Long before Mike Woodson was hired to coach the Hawks, he knew the man now waiting in the wings to replace him.

In the insular, high-risk world of coaching, positions are impermanent. And relationships tend to get tangled and twisted in Shakespearean knots.

Larry Drew has been at various times a buddy, a teammate and an employee of Woodson’s. And now, it is reported, Drew is about to be asked to take over Woodson’s team and prove to the world that he can take it places his old friend couldn’t.

Reached briefly Saturday, Woodson, still making his home in Atlanta, wished to say good luck to Drew and leave it at that. “I’ve moved on,” he said about not having his contract renewed after last season.

The Hawk said Saturday that Drew would not be available until a news conference, which is tentatively set for Monday.

As Woodson did, Drew, 52, has had to invest much of his life as an assistant before getting this shot at the top. Nearly 18 seasons Drew spent in apprenticeship, with stops in Los Angeles, Washington, Detroit, New Jersey and Atlanta.

For the past six years, Drew has worked out of the little office directly across from Woodson’s larger den inside Philips Arena. On game days, Drew sat one padded chair down from the head coach. Granted, that seat was much cooler than the one he now assumes.

How odd, that for a man who will be required to show proof of how he will do things differently than Woodson, just how much of his journey has been in the company of his predecessor.
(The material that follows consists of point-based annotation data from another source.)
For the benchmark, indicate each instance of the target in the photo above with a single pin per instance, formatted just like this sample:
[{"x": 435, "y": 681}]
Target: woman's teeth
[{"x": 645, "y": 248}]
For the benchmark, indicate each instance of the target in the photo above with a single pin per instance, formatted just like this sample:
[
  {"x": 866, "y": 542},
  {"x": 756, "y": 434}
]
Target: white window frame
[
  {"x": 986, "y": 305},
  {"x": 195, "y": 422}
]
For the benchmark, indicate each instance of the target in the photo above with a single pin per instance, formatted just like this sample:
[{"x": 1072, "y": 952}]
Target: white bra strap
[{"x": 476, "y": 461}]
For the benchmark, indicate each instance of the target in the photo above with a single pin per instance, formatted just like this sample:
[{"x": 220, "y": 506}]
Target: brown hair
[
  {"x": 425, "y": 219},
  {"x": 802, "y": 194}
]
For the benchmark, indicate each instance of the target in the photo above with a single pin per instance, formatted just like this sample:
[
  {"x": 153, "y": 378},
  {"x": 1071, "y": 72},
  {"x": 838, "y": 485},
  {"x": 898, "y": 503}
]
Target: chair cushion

Coming from their respective colleges on the flatlands — Woodson at Indiana, Drew at Missouri — the two men met on the interview/workout circuit before the 1980 NBA draft. Woodson eventually was taken 12th overall that year by New York, Drew 17th by Detroit.

Both were vagabonds as pros, but their paths kept intersecting. When Woodson was shipped off to the Kansas City (now Sacramento) Kings in 1982, Drew already had been dealt there, playing for his hometown team. And as a package, they were traded to the Los Angeles Clippers two years later.

Drew, the point guard, once joked to an NBA.com writer, “Mike always reminded me that he was going to be my first option [to pass to].”

And Drew did dish to Woodson — and to plenty of others, as those 1982-83 Kings averaged 114 points per game. “Our defense was lousy,” Woodson once remembered. But in the avalanche of points, a basketball friendship grew strong enough that Woodson would bring Drew on board as his chief assistant when he arrived in Atlanta in 2004.

As a Hawks assistant, Drew was a quiet presence. Never much of a screamer in practice, more of a teacher than a taskmaster, he must make the transition to the role of demanding rather than asking.

At Missouri, he won the Sparky Stalcup Award for inspired leadership, so that important quality has always been there.

Untested as a head coach, he has much to reveal about himself — and little time or wiggle room in which to do it. For he will be measured by the Hawks’ ability to progress past the second round of the playoffs, the point where they have stalled the past two seasons.

One fact that has made itself already known: Drew knows point guards.

He was one, for one. Drew may be one of the best players ever to come out of Kansas City, schooled by an older brother in the fundamentals of ball handling and court awareness.

“He may have been the most fundamentally sound seventh-grader I’ve ever seen,” said long-time Kansas City Star metro columnist Steve Penn, a middle-school teammate of Drew’s.

At Missouri, he had a 5-to-2 career assist-to-turnover ratio.

Drew counts among his best friends the all-time, mold-breaking guard, Magic Johnson.

His offseason camp — called Larry Drew Advance Guard Academy — caters to the position.

And he is actively passing along the point-guard gene. His oldest of three sons, Larry Drew II, just finished a tumultuous growing year playing point at North Carolina. His wife, Sharon, has been freely quoted as saying her son is much better at this stage than was her husband.

The couple maintains a home on the far left coast, where the other two teenage boys are California guard prodigies.

If he can develop second-year Hawks guard Jeff Teague, that will mark one of the more immediate departures from Woodson.

Then there will be dozens more distinctions to draw.